A couple of months ago I read Stephen Wolfram’s article about analyzing his emails and saved files.  If you’ve not seen it yet, it’s definitely worth a read.  I was intrigued and wanted to apply a few of these analysis ideas to my own life.  I don’t have 30 years of saved email (yet), but I do have a database of text messages. Last time I posted about how to get that database off of an iPhone and format it into a text file for further analysis. Now for the fun part, the analysis.

The first question I wanted to ask, is “When am I texting?”  The  second field we output from the text message database was a date field, indicating the Unix epoch time of the text message.  I used Matlab to parse this field into a vector and generate two histograms, one for when I’m sending texts and one for when I’m receiving texts.

When am I texting?

This is a graph of the number of text messages I’ve sent sense early October.  It’s clear that I’m sending and receiving about the same number of texts.  It’s also clear that I’m somewhat of a night owl.  My texting rate stays high and somewhat constant  until about 3 am, then drops to about nothing, then picks up again around 1 or 2 pm.  This is consistent with my graduate student lifestyle of work late into the night, sleep late into the afternoon.

But I’d like a little more detail about how my habits change.  Let’s add a dimension to this plot.

Each “+” is a text message.  The y-axis is the time of day on a 24-hour clock.  The x-axis is the Unix time that the message was sent.  This graph gives us the same information as the line plot above.  We can see my sleep schedule as the band of predominantly white area that runs the length of the plot.  But we can see a few more things as well.  I’ve highlighted a events that occurred since October that appear to have effected my texting rate.

The first event is a trip to Switzerland I took for work.  No phone service.  No texting.

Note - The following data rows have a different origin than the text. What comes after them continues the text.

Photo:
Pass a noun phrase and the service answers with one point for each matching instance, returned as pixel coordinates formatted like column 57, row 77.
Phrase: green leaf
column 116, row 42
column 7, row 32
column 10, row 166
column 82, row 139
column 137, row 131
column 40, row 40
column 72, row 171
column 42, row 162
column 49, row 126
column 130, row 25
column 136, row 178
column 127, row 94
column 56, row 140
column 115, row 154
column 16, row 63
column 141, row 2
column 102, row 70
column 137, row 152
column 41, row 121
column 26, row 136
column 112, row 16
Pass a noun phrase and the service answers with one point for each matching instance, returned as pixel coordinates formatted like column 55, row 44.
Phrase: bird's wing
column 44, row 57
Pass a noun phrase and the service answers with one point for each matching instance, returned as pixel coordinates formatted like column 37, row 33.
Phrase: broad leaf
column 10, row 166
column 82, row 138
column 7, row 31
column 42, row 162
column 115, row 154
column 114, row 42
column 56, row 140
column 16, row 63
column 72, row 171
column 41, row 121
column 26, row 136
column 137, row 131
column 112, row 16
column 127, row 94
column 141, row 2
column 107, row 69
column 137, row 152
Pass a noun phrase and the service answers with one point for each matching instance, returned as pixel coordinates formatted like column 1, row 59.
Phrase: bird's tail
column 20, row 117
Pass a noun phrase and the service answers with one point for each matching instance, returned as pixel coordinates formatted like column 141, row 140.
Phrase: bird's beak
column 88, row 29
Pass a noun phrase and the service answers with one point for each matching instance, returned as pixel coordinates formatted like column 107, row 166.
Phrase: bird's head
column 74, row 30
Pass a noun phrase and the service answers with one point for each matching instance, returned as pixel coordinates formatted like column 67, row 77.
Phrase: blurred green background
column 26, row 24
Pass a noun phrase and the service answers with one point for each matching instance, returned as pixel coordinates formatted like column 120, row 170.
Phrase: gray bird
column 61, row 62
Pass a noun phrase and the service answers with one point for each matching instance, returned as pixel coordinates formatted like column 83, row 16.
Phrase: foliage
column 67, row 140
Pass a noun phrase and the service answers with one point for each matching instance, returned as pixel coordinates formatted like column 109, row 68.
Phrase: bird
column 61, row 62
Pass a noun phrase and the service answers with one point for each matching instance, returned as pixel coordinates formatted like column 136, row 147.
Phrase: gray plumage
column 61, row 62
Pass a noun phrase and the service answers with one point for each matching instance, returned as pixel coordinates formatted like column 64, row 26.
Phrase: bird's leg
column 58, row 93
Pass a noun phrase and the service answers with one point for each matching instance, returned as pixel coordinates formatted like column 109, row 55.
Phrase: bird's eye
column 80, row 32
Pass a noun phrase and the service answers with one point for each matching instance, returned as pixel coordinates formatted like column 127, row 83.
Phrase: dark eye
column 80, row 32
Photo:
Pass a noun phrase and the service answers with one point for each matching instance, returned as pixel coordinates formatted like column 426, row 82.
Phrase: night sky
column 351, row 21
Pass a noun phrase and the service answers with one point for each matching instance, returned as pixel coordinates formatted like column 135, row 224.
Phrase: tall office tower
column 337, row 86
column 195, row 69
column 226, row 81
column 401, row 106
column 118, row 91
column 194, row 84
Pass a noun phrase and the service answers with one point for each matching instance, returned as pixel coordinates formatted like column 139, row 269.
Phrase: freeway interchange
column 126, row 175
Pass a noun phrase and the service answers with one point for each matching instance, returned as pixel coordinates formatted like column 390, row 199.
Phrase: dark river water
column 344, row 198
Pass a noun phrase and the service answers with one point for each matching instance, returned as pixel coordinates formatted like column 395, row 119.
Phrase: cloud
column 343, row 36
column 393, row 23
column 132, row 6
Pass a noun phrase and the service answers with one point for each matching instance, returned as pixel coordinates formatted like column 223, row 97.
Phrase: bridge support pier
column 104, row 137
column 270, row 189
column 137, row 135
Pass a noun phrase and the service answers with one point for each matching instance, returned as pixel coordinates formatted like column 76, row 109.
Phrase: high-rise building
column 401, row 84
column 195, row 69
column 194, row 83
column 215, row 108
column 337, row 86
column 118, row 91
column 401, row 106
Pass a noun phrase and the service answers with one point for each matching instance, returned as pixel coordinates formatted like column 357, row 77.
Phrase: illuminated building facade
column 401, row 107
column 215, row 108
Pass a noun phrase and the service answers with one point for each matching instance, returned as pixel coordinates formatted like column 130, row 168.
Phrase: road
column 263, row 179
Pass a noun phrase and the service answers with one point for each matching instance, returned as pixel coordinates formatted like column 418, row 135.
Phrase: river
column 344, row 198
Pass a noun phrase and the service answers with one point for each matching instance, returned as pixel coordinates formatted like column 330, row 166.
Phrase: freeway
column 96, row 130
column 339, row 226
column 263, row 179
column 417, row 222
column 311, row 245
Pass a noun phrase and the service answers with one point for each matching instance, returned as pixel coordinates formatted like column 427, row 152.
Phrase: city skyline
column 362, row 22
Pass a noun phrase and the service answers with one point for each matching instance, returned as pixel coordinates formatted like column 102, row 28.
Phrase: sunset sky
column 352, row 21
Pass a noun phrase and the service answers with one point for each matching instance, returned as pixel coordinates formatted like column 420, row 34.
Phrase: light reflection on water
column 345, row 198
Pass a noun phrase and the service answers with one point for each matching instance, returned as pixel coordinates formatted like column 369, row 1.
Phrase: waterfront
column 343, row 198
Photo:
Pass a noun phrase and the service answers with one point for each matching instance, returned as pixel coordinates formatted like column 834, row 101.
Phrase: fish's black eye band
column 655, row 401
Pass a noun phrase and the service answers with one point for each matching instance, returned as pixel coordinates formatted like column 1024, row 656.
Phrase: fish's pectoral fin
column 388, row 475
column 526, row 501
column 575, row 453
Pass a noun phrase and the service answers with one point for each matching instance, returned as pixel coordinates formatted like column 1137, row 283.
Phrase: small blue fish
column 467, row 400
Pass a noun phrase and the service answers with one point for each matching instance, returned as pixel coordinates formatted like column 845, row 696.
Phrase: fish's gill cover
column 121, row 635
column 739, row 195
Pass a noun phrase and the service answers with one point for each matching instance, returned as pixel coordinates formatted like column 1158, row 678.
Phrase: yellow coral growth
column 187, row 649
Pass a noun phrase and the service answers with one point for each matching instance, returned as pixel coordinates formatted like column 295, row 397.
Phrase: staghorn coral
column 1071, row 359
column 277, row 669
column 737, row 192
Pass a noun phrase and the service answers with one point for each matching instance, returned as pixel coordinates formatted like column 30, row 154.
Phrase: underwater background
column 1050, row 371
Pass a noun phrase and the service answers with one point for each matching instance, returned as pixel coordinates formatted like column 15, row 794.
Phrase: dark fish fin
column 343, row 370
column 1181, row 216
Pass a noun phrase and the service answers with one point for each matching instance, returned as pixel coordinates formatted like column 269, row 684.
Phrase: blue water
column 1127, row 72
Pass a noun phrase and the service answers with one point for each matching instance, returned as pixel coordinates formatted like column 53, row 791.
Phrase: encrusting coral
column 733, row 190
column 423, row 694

So there is a large blank vertical band in early December, around Unix time 1.33e9.  The rest of the highlighted events are weekends that I attended dance exchanges.  These tend to change my sleep schedule dramatically, and so change my texting habits during and after.

This is just a small taste of the text message analysis I have in store.  I’ll also be posting the tools I use to do this in Matlab, Octave and Python so that you can replicate this for yourself.  I first need to get the code in a more user friendly sort of form.

I’ll leave you with this finishing quote from the blog of Stephen Wolfram that I referenced at the top.

As personal analytics develops, it’s going to give us a whole new dimension to experiencing our lives. At first it all may seem quite nerdy (and certainly as I glance back at this blog post there’s a risk of that). But it won’t be long before it’s clear how incredibly useful it all is—and everyone will be doing it, and wondering how they could have ever gotten by before. And wishing they had started sooner, and hadn’t “lost” their earlier years.

That certainly resonates.  I’m a nerd yes, but hopefully this moves towards the mainstream.